LCFO: Long Context and Long Form Output Dataset and Benchmarking
- URL: http://arxiv.org/abs/2412.08268v2
- Date: Thu, 12 Dec 2024 17:32:23 GMT
- Title: LCFO: Long Context and Long Form Output Dataset and Benchmarking
- Authors: Marta R. Costa-jussà , Pierre Andrews, Mariano Coria Meglioli, Joy Chen, Joe Chuang, David Dale, Christophe Ropers, Alexandre Mourachko, Eduardo Sánchez, Holger Schwenk, Tuan Tran, Arina Turkatenko, Carleigh Wood,
- Abstract summary: The Long Context and Form Output (LCFO) benchmark is an evaluation framework for assessing summarization and summary expansion capabilities.
LCFO consists of long input documents (5k words average length) with three summaries of different lengths.
The GPT-4o-mini achieves best human scores among automatic systems in both summarization and summary expansion tasks.

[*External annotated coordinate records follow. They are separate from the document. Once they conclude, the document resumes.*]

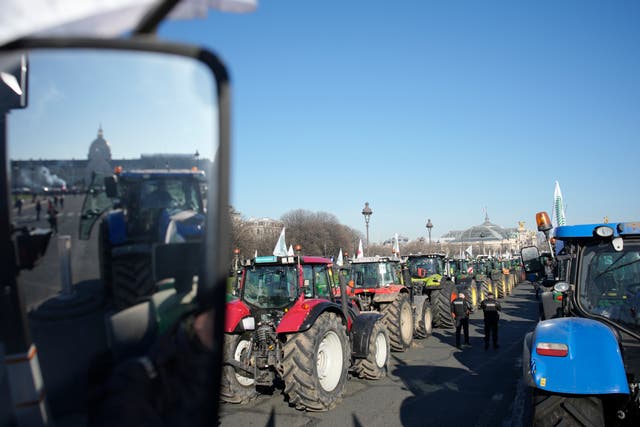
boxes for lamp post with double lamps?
[362,202,373,252]
[426,219,433,247]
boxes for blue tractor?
[523,212,640,426]
[80,168,205,310]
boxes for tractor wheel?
[476,280,487,308]
[282,312,351,411]
[414,296,433,338]
[353,320,389,380]
[431,283,454,328]
[493,279,505,298]
[112,255,156,310]
[220,334,258,403]
[533,390,605,427]
[382,293,414,351]
[98,221,113,297]
[467,279,480,311]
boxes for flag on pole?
[551,181,567,228]
[464,245,473,258]
[273,227,287,256]
[393,233,400,258]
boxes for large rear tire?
[112,255,156,310]
[382,293,414,351]
[353,320,390,380]
[533,390,605,427]
[414,296,433,339]
[431,282,455,329]
[493,278,506,298]
[220,334,258,403]
[282,312,351,411]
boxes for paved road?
[14,201,537,427]
[221,283,538,427]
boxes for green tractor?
[450,258,481,310]
[405,254,455,328]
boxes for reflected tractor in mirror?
[80,168,205,310]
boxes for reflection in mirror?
[0,49,219,425]
[520,246,543,273]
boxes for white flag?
[273,227,287,256]
[464,246,473,258]
[551,181,567,228]
[393,233,400,258]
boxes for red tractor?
[347,257,433,351]
[221,256,389,411]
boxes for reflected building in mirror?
[10,126,211,194]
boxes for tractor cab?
[523,213,640,425]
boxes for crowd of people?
[13,194,64,234]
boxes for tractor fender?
[105,209,127,245]
[224,299,255,333]
[349,313,383,359]
[528,317,629,394]
[276,298,347,334]
[373,285,409,302]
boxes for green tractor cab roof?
[554,222,640,240]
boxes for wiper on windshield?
[593,254,640,280]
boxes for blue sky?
[117,0,640,241]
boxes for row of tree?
[231,209,448,266]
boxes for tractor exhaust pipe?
[338,274,349,319]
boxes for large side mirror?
[0,37,231,424]
[15,228,51,270]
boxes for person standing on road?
[480,292,502,350]
[15,197,22,215]
[451,292,472,348]
[47,206,58,234]
[36,199,42,221]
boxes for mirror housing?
[15,228,52,270]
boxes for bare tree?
[280,209,362,257]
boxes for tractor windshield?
[140,176,202,212]
[577,241,640,333]
[243,265,299,308]
[407,258,444,277]
[351,262,398,288]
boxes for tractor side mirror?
[356,271,364,287]
[104,175,118,199]
[16,228,51,270]
[520,246,544,274]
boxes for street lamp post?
[362,202,373,252]
[426,219,433,247]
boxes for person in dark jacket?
[480,292,502,350]
[451,292,472,348]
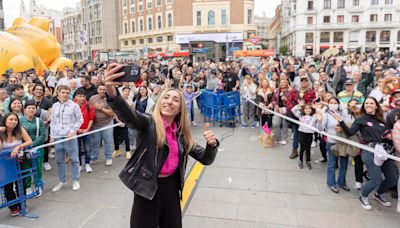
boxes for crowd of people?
[0,52,400,216]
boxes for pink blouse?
[160,118,179,176]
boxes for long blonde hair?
[152,88,196,154]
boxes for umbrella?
[322,48,339,57]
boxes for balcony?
[347,6,365,13]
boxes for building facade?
[282,0,400,56]
[61,4,89,60]
[80,0,119,60]
[0,0,4,31]
[269,5,282,53]
[119,0,256,56]
[254,13,272,49]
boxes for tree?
[279,45,289,56]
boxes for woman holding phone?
[105,63,219,228]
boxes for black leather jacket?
[107,96,219,200]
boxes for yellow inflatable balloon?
[0,18,72,75]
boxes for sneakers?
[51,182,67,192]
[315,158,327,164]
[354,182,362,190]
[112,150,122,158]
[289,149,299,159]
[125,151,132,160]
[374,192,392,207]
[72,181,81,191]
[359,196,372,211]
[43,162,51,171]
[85,164,93,173]
[10,208,19,217]
[311,141,317,148]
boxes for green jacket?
[19,116,47,147]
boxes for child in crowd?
[292,100,317,169]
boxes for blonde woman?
[240,75,257,128]
[105,63,218,228]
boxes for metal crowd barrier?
[200,90,241,126]
[0,148,43,218]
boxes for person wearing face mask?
[334,97,398,210]
[316,97,351,193]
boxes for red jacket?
[75,100,96,129]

- Score: 50.44679440167169
- License:
- Abstract: This paper presents the Long Context and Form Output (LCFO) benchmark, a novel evaluation framework for assessing gradual summarization and summary expansion capabilities across diverse domains. LCFO consists of long input documents (5k words average length), each of which comes with three summaries of different lengths (20%, 10%, and 5% of the input text), as well as approximately 15 questions and answers (QA) related to the input content. Notably, LCFO also provides alignments between specific QA pairs and corresponding summaries in 7 domains. The primary motivation behind providing summaries of different lengths is to establish a controllable framework for generating long texts from shorter inputs, i.e. summary expansion. To establish an evaluation metric framework for summarization and summary expansion, we provide human evaluation scores for human-generated outputs, as well as results from various state-of-the-art large language models (LLMs). GPT-4o-mini achieves best human scores among automatic systems in both summarization and summary expansion tasks (~ +10% and +20%, respectively). It even surpasses human output quality in the case of short summaries (~ +7%). Overall automatic metrics achieve low correlations with human evaluation scores (~ 0.4) but moderate correlation on specific evaluation aspects such as fluency and attribution (~ 0.6). The LCFO benchmark offers a standardized platform for evaluating summarization and summary expansion performance, as well as corresponding automatic metrics, thereby providing an important evaluation framework to advance generative AI.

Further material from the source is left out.